Fighting approached Damascus as rebels engaged government troops just outside the Syrian capital.
Philippine diplomats and defense officials visit Washington to negotiate a larger U.S. military presence on the island nation.
Doctors Without Borders ended its work in detention centers in the Libyan city of Misrata because detainees have been tortured and denied critical medical care.
The International Criminal Court announced it would prosecute Kenya’s finance minister and the head of the civil service over violence following disputed elections, prompting the leaders to resign from their posts.
Questions surround the true motives of recent actions taken by Iran’s central bank in the face of rising inflation and sanctions.

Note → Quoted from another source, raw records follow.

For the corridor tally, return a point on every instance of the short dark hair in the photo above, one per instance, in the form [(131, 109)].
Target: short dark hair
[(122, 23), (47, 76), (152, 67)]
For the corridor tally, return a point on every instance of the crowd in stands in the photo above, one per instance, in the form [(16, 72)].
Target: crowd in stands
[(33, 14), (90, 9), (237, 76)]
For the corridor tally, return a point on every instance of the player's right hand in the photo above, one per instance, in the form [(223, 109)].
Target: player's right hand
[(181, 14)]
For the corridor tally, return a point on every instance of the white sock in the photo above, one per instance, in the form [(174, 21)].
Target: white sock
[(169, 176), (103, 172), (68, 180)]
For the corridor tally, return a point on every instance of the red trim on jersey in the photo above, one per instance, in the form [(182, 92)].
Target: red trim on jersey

Egypt’s stock market experienced significant gains as foreign investors returned on the anniversary of the country’s revolution.
The new UN representative to Afghanistan encouraged Afghans to embrace a peace process in which all members of society have a voice.
South Korea staged live-fire military drills from Yeonpyeong Island, which was shelled by the North in 2010.
The UK and Argentina are engaged in a verbal dispute over the Falklands Islands, ahead of the 30 year anniversary of the war in April.
Commentary of the Day
Happymon Jacob examines the India-Pakistan nuclear balance.
Michael Penfold thinks Hugo Chávez will have a credible challenger in October’s presidential elections.
Bloomberg asks if the West can get its economic groove back.